26 août 2007 à 19 h 35 min

Le traitement prescrit l’est aussi. Il nécessite un médicament, le Norditropine 5 mg qui coûte excessivement cher : plus de 12 millions de centimes par trimestre pour une thérapie devant durer trois années entières. A cet effet, le père désespéré dira:« La première année, cela s’est bien passé dès lors que j’ai été remboursé par la sécurité sociale, en plus, le médicament a été efficace puisque mon fils a grandi de 12cm. Mais par la suite, j’ai été informé que le médicament a changé, et le nouveau ne figure nullement dans la nomenclature des produits pharmaceutiques remboursables». En fait, c’est le même médicament qui se trouve présentement sur le marché, mis à part le grammage qui a changé. Alors que le premier était estampillé 4mg, le second est dosé à 5mg, «mais c’est toujours la même marque», affirme le père.

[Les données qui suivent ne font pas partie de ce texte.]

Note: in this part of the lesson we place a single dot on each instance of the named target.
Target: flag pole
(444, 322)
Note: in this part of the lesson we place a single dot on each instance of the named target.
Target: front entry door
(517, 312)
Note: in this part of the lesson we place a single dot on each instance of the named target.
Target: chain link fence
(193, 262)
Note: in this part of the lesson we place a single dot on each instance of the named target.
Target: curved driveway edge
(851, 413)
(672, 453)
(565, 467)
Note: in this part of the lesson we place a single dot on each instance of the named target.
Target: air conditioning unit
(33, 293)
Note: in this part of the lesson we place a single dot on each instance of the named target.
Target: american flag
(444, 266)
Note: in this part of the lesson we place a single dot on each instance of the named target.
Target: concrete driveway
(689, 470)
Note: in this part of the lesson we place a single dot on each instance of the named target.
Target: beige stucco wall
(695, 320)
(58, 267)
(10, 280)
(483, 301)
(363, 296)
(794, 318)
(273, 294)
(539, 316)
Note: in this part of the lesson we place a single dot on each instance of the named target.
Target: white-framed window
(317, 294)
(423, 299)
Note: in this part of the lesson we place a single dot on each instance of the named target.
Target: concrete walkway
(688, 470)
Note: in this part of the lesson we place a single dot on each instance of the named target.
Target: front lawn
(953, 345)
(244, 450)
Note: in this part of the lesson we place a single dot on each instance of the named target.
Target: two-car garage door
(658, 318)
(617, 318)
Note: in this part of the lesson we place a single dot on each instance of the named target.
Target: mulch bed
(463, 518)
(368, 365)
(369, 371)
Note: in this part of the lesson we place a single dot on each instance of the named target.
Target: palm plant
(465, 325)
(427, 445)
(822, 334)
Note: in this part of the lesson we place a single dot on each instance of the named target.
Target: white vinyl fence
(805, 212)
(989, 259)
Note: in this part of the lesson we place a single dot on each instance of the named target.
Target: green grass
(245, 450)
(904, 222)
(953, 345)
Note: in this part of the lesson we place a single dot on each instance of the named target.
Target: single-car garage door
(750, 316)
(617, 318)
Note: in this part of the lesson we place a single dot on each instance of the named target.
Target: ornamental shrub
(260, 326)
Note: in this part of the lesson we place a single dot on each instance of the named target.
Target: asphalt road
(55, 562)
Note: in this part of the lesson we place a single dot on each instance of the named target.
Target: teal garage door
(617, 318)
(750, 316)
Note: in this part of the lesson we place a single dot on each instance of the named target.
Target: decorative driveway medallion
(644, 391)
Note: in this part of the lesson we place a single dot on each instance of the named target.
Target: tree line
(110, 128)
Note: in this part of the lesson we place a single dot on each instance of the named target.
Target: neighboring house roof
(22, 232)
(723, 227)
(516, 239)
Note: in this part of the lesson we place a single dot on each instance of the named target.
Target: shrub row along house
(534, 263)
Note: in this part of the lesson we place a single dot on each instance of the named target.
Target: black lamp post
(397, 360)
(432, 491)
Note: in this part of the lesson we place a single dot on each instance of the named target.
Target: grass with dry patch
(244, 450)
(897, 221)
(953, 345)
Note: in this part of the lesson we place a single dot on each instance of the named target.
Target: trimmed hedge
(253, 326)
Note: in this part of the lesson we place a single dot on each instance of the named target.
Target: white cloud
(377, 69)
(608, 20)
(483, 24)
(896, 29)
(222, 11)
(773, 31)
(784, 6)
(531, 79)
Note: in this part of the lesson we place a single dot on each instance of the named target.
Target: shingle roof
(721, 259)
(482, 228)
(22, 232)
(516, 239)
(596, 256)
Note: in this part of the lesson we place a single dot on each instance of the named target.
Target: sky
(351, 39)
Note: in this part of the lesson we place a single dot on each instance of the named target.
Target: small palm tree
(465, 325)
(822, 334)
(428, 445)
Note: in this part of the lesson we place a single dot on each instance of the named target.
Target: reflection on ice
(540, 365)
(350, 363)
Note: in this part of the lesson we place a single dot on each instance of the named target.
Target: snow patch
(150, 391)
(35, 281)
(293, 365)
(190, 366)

Ce dernier court dans tous les sens et frappe à toutes les portes.
A part la pitié, voire un semblant de compassion émis du bout des lèvres, concrètement, il ne voit rien venir. Au CHU, où il a été recommandé par les services du ministère de la santé en vertu de la circulaire 007 du 22 /11/2005 faisant obligation aux établissements sanitaires des lieux de résidence d’assurer les soins thérapeutiques en les endossant budgétairement, le père affirme que le médecin-chef du service de pédiatrie lui a suggéré de refaire le bilan de la maladie de son fils car « une autre pathologie est suspectée» au lieu de celle pour laquelle il se fait soigner en ce moment même. Pour en savoir plus, nous avons contacté le directeur du CHU qui se dit prêt à aider l’enfant. «C’est même un devoir de le faire à condition qu’il soit soumis à la contre- expertise préconisée par le médecin-chef de la pédiatrie»dira- t-il.
Le directeur du CHU qui est aussi professeur en pédiatrie, enfourche cette fois-ci sa posture de gestionnaire et de responsable des finances de l’organisme dont il a la charge pour justifier les dépenses induites par le traitement de l’enfant. Mais parions que lui, le médecin-chef de la pédiatrie et le père de l’enfant, sauront trouver une solution qui, au-delà de toutes les considérations matérielles, relèvera d’abord de l’humanitaire.